The lawyers say that xAI’s lawsuit suggests Apple would have to partner with “every other generative AI chatbot – regardless of quality, privacy or safety considerations, technical feasibility, stage of development, or commercial terms.” The motion to dismiss also says the antitrust injuries cited by xAI are based on “speculation on top of speculation.”
Elsewhere in the motion, Apple’s lawyers say it’s “widely known that Apple intends to partner with other generative AI chatbots” away from OpenAI. This likely refers to rumors of the brand partnering with Google’s Gemini tools to help power the future of Siri.
The lawsuit began when Musk accused Apple of stifling competition in its App Store. He said on X that Apple was “behaving in a manner that makes it impossible for any AI company besides OpenAI to reach #1 in the App Store.” (DeepSeek briefly took the top spot in Apple’s App Store when it launched in January 2025.)

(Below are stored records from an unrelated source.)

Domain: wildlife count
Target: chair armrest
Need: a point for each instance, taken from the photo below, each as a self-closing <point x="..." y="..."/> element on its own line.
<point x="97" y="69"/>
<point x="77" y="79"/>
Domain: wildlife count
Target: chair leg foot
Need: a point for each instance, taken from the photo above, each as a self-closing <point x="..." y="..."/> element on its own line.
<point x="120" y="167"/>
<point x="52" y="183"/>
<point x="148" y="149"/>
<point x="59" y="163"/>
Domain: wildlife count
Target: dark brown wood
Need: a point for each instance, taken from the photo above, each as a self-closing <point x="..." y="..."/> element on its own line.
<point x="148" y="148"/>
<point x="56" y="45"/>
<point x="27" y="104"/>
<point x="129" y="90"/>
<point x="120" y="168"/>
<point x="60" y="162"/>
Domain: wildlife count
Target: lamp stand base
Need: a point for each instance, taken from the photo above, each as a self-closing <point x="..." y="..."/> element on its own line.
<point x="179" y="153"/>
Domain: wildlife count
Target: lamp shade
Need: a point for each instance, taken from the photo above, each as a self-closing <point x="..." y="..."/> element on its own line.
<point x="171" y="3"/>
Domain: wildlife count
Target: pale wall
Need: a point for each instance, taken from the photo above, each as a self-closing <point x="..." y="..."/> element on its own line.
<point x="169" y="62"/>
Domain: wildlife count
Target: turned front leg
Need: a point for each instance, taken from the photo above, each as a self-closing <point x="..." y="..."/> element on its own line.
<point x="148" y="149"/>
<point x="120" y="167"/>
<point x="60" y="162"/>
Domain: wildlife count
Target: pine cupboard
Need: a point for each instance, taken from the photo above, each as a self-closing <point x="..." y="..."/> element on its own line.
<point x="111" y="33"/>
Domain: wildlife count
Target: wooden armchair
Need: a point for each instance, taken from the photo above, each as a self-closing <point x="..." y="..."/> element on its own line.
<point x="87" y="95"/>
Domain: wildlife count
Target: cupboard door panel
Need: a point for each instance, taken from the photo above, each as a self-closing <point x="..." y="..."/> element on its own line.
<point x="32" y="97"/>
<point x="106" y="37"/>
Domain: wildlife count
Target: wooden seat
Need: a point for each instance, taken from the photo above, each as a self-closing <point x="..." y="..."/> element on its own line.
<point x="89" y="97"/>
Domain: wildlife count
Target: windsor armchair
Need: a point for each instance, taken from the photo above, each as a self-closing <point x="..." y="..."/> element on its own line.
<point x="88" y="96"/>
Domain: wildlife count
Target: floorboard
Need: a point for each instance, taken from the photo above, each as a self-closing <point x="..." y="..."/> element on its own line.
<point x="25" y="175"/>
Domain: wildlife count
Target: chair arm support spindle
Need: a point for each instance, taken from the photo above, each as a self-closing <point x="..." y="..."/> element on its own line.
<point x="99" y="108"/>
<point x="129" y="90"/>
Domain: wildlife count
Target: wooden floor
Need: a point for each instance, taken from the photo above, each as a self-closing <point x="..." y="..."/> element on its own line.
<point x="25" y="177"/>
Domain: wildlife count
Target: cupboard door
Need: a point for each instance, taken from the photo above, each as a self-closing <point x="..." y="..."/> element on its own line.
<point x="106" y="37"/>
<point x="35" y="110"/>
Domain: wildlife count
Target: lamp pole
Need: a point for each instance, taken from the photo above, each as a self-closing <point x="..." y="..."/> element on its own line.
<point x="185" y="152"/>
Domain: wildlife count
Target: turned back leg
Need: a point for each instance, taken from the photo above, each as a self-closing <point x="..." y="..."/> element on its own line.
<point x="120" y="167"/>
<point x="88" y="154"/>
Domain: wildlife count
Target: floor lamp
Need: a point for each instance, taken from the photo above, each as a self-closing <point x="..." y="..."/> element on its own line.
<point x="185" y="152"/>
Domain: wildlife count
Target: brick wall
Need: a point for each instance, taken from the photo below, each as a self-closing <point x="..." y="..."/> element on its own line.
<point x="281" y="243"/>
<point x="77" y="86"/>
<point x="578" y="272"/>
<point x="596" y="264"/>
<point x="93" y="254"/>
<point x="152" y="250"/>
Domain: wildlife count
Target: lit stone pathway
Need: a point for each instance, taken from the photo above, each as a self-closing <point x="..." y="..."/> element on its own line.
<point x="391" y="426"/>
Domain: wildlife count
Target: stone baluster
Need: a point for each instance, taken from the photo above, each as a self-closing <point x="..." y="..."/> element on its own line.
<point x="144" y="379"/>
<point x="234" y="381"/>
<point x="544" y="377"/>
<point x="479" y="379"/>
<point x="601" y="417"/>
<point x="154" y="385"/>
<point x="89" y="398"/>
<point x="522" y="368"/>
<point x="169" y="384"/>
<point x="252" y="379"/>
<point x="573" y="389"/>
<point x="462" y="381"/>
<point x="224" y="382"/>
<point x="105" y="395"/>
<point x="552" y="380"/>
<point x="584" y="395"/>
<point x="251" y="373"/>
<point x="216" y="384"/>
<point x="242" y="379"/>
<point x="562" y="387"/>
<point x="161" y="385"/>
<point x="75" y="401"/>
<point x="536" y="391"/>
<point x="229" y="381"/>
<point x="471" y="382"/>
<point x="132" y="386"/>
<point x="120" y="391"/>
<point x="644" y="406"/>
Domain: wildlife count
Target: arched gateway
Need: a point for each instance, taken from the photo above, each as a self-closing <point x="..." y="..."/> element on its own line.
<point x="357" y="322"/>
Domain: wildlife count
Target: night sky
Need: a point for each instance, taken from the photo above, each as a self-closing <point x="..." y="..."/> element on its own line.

Soon after Musk’s comments, OpenAI CEO Sam Altman hit back, saying, “This is a remarkable claim given what I have heard alleged that Elon does to manipulate X to benefit himself and his own companies and harm his competitors and people he doesn’t like.”
Disclosure: Ziff Davis, PCMag’s parent company, filed a lawsuit against OpenAI in April 2025, alleging it infringed Ziff Davis copyrights in training and operating its AI systems.